GÜNEŞ TEPEDEYKEN (THE HİGH SUN)
Cannes’da Belirli Bir Bakış bölümünde gösterilen ve jüri özel ödülüyle dönen Güneş Tepedeyken (The High Sun) üç farklı hikayeyi aynı oyuncularla şekillendiren ilginç bir yapım. Her hikayenin kendi içinde bütünlüğü olmasının yanı sıra zaman aman yarım kalmış gibi bir his de bırakmıyor değil.
BAYAN AMERİKA (MİSTRESSAMERİCA)
Bayan Amerika (MistressAmerica) da Amerikan bağımsız sinemasını sevenler için biçilmiş kaftan. Noah Baumbach ve Greta Garwig birlikteyken ne yapsa takip edilir, sevilir. En son Frances Ha’da birlikte gördüğümüz ikiliyi Filmekimi’nde kaçırmak ayıp olur.
SAUL’U OĞLU (SAN OF SOUL)
Yahudi soykırımına günümüz sinema dilini kullanarak kendine özgü bir bakış açısı getirip seyircisini rahatsız eden Saul’u Oğlu (San of Soul) Cannes’da da ilgi çekmiş ve Büyük Ödül’le dönmüştü. Filmekimi’nin de öne çıkan, merak edilen konuşulan filmlerinden biri.
EL CLUB (THE CLUB)
Tony Manero ve No gibi bol ödüllü filmlerin yönetmeni Pablo Larrain’in son filmi El Club (The Club) da Filmekimi programında. Küçük bir sahil kasabasında günah çıkarmak için toplanan rahipler üzerinden kilise ve dine dair birçok şeyi sorguluyor yönetmen. Sözünü esirgemeyen bir yönetmen olan Larrain’in El Club’ı konusu ve işlenişine dair merak uyandırıyor.
BEN, EARL& ÖLEN KIZ (ME, EARL ANDTHEDYİNG GİRL)

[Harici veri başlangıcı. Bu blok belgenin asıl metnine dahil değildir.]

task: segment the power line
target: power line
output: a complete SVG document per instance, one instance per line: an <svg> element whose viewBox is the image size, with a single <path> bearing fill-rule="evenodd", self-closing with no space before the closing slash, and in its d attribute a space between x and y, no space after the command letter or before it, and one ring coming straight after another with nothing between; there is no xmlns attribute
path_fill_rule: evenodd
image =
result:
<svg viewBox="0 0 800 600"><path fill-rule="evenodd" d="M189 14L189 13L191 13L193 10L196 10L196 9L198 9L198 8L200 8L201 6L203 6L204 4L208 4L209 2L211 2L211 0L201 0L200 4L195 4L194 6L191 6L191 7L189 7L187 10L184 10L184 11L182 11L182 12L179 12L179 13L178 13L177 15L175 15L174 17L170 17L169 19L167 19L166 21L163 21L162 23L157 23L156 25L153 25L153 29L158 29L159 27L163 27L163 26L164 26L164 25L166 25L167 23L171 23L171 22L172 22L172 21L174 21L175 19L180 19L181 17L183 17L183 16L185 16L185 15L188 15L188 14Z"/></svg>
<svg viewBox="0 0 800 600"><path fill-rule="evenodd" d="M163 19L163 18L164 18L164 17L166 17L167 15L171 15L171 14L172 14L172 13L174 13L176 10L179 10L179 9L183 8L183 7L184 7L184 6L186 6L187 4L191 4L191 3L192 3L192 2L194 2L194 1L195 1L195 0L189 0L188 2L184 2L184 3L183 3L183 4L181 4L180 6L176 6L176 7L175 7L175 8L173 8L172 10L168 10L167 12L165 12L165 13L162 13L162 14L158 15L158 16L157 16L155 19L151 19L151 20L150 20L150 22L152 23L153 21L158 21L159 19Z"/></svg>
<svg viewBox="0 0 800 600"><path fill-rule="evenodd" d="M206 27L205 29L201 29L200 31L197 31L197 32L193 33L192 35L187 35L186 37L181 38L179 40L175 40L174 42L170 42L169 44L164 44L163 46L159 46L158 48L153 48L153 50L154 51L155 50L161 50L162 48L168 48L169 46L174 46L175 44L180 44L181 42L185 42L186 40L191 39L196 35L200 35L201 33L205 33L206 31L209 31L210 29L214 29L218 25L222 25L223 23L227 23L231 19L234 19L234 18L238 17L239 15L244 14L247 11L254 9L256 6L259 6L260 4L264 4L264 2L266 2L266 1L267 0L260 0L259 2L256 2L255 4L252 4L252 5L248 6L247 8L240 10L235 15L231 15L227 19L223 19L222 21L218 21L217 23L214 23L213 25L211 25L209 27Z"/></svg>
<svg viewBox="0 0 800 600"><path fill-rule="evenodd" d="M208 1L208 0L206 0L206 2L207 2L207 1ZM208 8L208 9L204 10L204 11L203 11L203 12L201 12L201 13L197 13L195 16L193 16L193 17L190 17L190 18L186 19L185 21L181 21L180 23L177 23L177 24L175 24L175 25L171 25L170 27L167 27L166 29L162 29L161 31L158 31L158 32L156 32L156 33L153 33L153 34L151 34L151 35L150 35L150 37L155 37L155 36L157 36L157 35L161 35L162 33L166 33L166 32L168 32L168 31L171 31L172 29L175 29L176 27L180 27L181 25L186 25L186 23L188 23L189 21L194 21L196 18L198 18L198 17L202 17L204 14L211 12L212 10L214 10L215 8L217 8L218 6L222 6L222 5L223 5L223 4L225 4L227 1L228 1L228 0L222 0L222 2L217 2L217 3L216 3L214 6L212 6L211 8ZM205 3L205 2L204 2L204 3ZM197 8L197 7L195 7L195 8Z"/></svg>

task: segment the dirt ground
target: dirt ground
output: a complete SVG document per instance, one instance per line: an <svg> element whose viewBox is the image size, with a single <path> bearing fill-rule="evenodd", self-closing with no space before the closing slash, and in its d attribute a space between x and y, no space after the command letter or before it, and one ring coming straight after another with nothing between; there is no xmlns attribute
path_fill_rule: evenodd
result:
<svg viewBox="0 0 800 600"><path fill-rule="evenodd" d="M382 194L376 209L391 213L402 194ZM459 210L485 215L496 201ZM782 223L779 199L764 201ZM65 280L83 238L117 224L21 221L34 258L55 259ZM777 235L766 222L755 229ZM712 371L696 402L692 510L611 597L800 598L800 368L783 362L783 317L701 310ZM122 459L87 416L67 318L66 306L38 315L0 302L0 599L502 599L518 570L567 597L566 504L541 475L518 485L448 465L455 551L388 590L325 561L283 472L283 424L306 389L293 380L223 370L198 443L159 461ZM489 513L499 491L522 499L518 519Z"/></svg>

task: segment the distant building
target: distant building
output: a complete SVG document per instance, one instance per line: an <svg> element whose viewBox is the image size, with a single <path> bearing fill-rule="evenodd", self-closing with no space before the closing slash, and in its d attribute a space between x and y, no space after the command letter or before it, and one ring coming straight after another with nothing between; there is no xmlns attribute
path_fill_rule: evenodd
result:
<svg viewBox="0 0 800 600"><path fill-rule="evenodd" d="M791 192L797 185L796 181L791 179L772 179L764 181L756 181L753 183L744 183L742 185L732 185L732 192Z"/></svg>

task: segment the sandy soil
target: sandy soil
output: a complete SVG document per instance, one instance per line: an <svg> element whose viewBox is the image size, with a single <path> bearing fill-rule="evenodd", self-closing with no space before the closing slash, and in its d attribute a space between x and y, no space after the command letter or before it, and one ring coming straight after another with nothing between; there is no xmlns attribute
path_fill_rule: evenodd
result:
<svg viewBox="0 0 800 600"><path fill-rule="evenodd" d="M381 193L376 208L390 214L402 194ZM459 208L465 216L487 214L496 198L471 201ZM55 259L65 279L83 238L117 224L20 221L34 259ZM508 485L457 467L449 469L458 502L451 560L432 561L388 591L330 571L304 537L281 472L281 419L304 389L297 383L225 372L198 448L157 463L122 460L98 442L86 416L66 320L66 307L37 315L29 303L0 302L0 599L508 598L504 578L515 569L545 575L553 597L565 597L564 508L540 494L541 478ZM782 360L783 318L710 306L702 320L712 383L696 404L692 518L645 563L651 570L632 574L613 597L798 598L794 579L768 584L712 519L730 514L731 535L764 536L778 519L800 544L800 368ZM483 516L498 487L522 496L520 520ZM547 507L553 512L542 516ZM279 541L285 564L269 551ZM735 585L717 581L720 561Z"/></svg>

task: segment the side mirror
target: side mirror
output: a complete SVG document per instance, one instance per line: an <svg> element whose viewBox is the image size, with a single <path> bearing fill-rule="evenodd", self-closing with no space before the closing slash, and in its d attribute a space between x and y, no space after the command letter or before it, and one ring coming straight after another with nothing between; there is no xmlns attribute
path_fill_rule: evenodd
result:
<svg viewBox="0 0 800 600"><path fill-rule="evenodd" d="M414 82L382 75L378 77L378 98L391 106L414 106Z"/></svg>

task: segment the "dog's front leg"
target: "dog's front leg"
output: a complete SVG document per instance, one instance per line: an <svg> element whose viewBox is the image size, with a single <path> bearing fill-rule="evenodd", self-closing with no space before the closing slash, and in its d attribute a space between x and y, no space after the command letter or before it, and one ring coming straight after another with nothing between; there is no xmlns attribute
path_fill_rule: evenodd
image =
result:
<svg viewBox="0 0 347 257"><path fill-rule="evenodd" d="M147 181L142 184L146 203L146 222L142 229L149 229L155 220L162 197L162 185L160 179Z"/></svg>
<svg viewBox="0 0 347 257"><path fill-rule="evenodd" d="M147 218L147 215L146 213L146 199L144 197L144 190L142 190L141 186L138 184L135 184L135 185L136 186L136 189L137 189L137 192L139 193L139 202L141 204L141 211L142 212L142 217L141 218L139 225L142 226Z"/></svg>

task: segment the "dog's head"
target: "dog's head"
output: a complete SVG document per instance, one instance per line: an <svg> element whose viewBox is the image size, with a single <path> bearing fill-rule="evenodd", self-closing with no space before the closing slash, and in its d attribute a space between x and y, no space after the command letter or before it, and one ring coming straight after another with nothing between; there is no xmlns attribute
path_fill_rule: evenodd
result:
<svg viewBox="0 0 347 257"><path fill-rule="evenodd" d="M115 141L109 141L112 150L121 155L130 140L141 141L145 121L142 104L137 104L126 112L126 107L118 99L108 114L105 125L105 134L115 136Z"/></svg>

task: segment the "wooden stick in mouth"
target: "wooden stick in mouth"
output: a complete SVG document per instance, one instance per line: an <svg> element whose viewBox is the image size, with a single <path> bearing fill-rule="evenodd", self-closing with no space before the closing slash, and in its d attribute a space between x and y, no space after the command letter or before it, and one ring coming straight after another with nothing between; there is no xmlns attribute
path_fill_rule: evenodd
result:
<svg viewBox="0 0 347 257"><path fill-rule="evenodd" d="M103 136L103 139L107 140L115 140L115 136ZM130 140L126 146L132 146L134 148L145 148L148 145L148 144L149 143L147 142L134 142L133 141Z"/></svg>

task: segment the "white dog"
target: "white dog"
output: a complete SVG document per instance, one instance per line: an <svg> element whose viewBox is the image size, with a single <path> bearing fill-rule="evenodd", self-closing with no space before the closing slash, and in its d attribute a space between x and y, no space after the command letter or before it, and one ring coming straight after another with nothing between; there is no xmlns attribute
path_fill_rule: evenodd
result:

Ben, Earl& Ölen Kız (Me, Earl andtheDying Girl) yılın en sevilen Amerikan bağımsızlarından biri olmuştu. Sundance’te de çok konuşulan film ergen hikâyesi sevenleri özellikle cezbedebilir.
PAULİNA (LA PATOTA)
Cannes’da Eleştirmenler Haftası bölümünde gösterilmiş ve büyük ödül ile FIPRESCI ödülünü almış olan Paulina (La Patota) özellikle konusu ile de ilgi çekici Filmekimi filmlerinden.
ANNEM (MI MADRE)
Nanni Moretti Türkiye’de de sevilen bir yönetmen. Son filmi Annem (Mi Madre) vasat bir Moretti olsa da yönetmenin sinemasını takip etmek isteyenler için ilgiçekici tarafları olabilir.
EX MACHİNE
28 Gün Sonra ve Günışığı gibi sevdiğimiz felaket/bilim-kurgu filmlerinin yazarı Alex Garland’ın ilk yönetmenlik denemesi olan Ex Machine aynı zamanda bu yıl Filmekimi’nin tek bilimkurgusu.